Novel mTORC2/HSPB4 Interaction: Role and Regulation of HSPB4 T148 Phosphorylation

Abstract

HSPB4 and HSPB5 (α-crystallins) have shown increasing promise as neuroprotective agents, demonstrating several anti-apoptotic and protective roles in disorders such as multiple sclerosis and diabetic retinopathy. HSPs are highly regulated by post-translational modification, including deamidation, glycosylation, and phosphorylation. Among them, T148 phosphorylation has been shown to regulate the structural and functional characteristics of HSPB4 and underlie, in part, its neuroprotective capacity. We recently demonstrated that this phosphorylation is reduced in retinal tissues from patients with diabetic retinopathy, raising the question of its regulation during diseases. The kinase(s) responsible for regulating this phosphorylation, however, have yet to be identified. To this end, we employed a multi-tier strategy utilizing in vitro kinome profiling, bioinformatics, and chemoproteomics to predict and discover the kinases capable of phosphorylating T148. Several kinases were identified as being capable of specifically phosphorylating T148 in vitro, and further analysis highlighted mTORC2 as a particularly strong candidate. Altogether, our data demonstrate that the HSPB4-mTORC2 interaction is multi-faceted. Our data support the role of mTORC2 as a specific kinase phosphorylating HSPB4 at T148, but also provide evidence that the HSPB4 chaperone function further strengthens the interaction. This study addresses a critical gap in our understanding of the regulatory underpinnings of T148 phosphorylation-mediated neuroprotection.

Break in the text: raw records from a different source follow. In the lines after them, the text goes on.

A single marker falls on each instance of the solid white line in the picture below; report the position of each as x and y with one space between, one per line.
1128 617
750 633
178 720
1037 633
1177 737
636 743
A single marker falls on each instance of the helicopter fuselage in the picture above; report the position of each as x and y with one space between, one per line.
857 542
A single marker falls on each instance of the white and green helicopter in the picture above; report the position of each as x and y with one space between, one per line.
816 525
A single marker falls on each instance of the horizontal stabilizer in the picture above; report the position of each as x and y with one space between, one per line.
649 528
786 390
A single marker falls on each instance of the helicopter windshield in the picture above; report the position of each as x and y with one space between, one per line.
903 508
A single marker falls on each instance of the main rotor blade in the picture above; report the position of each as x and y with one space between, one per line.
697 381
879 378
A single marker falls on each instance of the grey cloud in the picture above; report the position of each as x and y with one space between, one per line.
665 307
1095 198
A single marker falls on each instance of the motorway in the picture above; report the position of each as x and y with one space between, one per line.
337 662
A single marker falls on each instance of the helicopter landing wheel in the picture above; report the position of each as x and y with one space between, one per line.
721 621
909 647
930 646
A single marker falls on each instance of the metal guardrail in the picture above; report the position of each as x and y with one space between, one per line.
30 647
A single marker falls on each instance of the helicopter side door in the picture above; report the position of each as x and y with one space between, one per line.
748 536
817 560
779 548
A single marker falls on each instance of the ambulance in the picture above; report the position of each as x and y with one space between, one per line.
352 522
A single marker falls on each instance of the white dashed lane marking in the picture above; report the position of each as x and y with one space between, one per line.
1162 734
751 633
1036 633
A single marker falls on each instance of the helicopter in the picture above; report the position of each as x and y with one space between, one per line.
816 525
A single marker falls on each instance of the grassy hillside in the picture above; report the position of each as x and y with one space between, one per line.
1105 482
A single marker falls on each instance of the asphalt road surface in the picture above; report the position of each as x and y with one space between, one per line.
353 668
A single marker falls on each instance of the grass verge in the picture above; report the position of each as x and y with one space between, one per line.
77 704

Keywords: HSPB4; chaperone; kinase; neuroprotection; phosphorylation; sHSP; αA-crystallin.

Figure 1

(A) Graphical representation of the PhAXA experimental process (adapted from [47]). (B) Representative PhAXA blot showing the band profiles in both the MIO-M1 and R28 cell line experiments. (X—marker; WT—wild-type).

Figure 2

Kinases reproducibly identified via PhAXA in R28 (A,C) or MIO-M1 (B,D) cells. (A) R28 PSM fold-change; (B) MIO-M1 PSM fold-change; (C) R28 abundance fold-change; (D) MIO-M1 abundance fold-change. (n = 3 for each cell line) Error bars represent SD.

Figure 3

In vitro kinase screen of a T148-containing HSPB4 peptide (residues 142–154) against (A) 38 kinases (100 nM kinase, n = 2) or (B) 13 kinases that showed relatively high activity at 100 nM (10 nM kinase, n = 3 [ATP only] or n = 4 [ATP+peptide]). Data for the 10 nM screen were analyzed using an unpaired T-test using Graphpad Prism. (Error bars represent SD; ns: not significant; *: p < 0.05; **: p < 0.01; ***: p < 0.001; ****: p < 0.0001).

Figure 4

In vitro kinase screen against full-length recombinant HSPB4. (A) Recombinant full-length wild-type (WT) and non-phosphorylatable (T148A) HSPB4 were screened against 10 kinases (100 nM kinase, n = 4. (B) The screen was then repeated using a lower kinase concentration (10 nM, n = 4). (Error bars represent SD; ***: p < 0.001; ****: p < 0.0001).

Figure 5

Identification and verification of mTOR–HSPB4 protein–protein interaction. (A) Number of peptides corresponding to mTORC1/2 component proteins identified in R28 and MIO-M1 PhAXA experiments. Error bars represent SD. (B) Representative FLAG IP blot validating the MS/MS results. (C) Representative Rictor and Raptor IP blots and corresponding input protein levels, confirming the bidirectionality of the interaction (EV—empty vector; WT—wild-type; NL—no lysate control; NA—no antibody control; TNF+HG—TNFα and high-glucose treatment).

Figure 6

Characterization of the novel HSPB4-mTORC2 interaction by Rictor IP in the presence of a cell-permeable DSP crosslinker using several HSPB4 mutants. (EV—empty vector; WT—wild-type; NA—no antibody control; X—marker; TNF+HG—TNFα and high-glucose treatment; DSP—crosslinker treatment). For quantification, the HSPB4 IP band intensity was normalized to the HSPB4 input band, and the Rictor IP band intensity was normalized to the Rictor input band. An HSPB4/Rictor ratio was obtained by dividing these normalized values and then normalizing to the WT ratio.